About the Project

This project uses database technology to map the French book trade across late-Enlightenment Europe, between 1769 and 1794.  It charts best-selling texts and authors; reading tastes across Europe; changing patterns of demand over time; and networks of exchange in the print-trade.


The project tracks the movement of around 400,000 copies of 4,000 books across Europe.  It details, where possible, the exact editions of these works, the routes by which they travelled and the locations of the clients that bought or sold them.

As French was the international language of the period, widely read by Europe’s elites, these books include many of the most significant publications of the period.  As such, we hope that the resource will be of interest not only to specialists in book history or French history or literature, but to anybody with an interest in the dissemination of ideas in the European Enlightenment.

By making the database both freely accessible and user-friendly, we envisage that the resource will be of use to higher-education educators, and their students, interested in any of the above subjects.

The database was published online on 25 June 2012.  Drawing upon the database, the project’s outputs will also include at least two books, written by Simon Burrows and Mark Curran, and a series of academic articles.


To achieve these goals, the project uses the richest available representative source, the business records of the Société Typographique de Neuchâtel (STN), a Swiss publishing house that operated between 1769 and 1794.  The STN archive, held at the Bibliothéque Publique et Universitaire de Neuchâtel (BPUN), is a unique resource for studying the late eighteenth-century French language book trade.  No comparable archives are known to survive for the period.

Moreover, as eighteenth-century publishers routinely served as wholesalers for works produced by other publishers, and attempted to supply the entirety of their clients’ needs, it also has considerable representative value, once the prevalence of its own editions in the records is taken into account.

Because the STN traded from outside France, it was able to deal in all genres of book, including illegal and pirate editions banned inside the kingdom.  The STN boasted clients in cities all over Europe, including major booksellers and publishers in Dublin, London, St Petersburg, Stockholm, Amsterdam, Madrid, Warsaw, Naples, as well as the German and French-speaking countries.  This makes it possible to use the STN archives as the basis for international comparisons of reading tastes during the late Enlightenment.

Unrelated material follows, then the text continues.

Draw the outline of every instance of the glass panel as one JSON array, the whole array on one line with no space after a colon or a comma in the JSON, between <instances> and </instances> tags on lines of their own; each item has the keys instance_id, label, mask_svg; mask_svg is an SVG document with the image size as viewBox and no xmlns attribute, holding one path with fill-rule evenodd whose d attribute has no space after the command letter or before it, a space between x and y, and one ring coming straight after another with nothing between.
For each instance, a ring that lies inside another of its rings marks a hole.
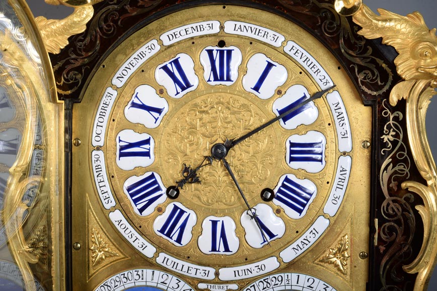
<instances>
[{"instance_id":1,"label":"glass panel","mask_svg":"<svg viewBox=\"0 0 437 291\"><path fill-rule=\"evenodd\" d=\"M63 290L62 108L30 15L0 0L0 289Z\"/></svg>"}]
</instances>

By exploiting the STN’s double-entry account books, it has been possible to reconstruct almost their entire trade – both from where every book came and to whom it was sold, as well as when each transaction occurred.  Alongside this information, the database records the genre, function and content of each work sold.  The web-based user interface allows users to interrogate the database by a considerable range of fields, including author, title, publisher, subject matter, genre, and time-period, in addition to the names and places of residence of individuals who supplied or ordered STN books.  Specialised queries allow users to go further, for example identifying bestsellers for any given place or time period.

Users can also interrogate sales figures and distribution patterns for subsets of data – defined by, for example, author, keyword, original language of publication, etc. – thus examining sub-sections of the trade. If a researcher or educator wishes to compare the sales of Madame de Genlis across northern Europe to those of Rousseau, for whatever reason, they have the ability.

The database will, as such, we hope, be an important resource to scholars.  Although the STN’s archives have been mined for the last 50 years, previous studies have tended to map only corners of the trade, concentrating on the correspondence and orders of individual book dealers.  In contrast, this project provides the big-picture missing from case-study or sample based approaches.  It charts the totality of the STN’s trade with all of Europe.  Moreover, it aims to be an exemplar for small-to-medium sized research-team based digital humanities projects, creating a focused and valuable resource of interest to a wide number of scholars.

Following the award of further seedcorn funding to Simon Burrows by the University of Western Sydney, a series of carefully selected further datasets drawn from other archives will be added to the FBTEE database across the next few years. Details will be announced on the project blog periodically.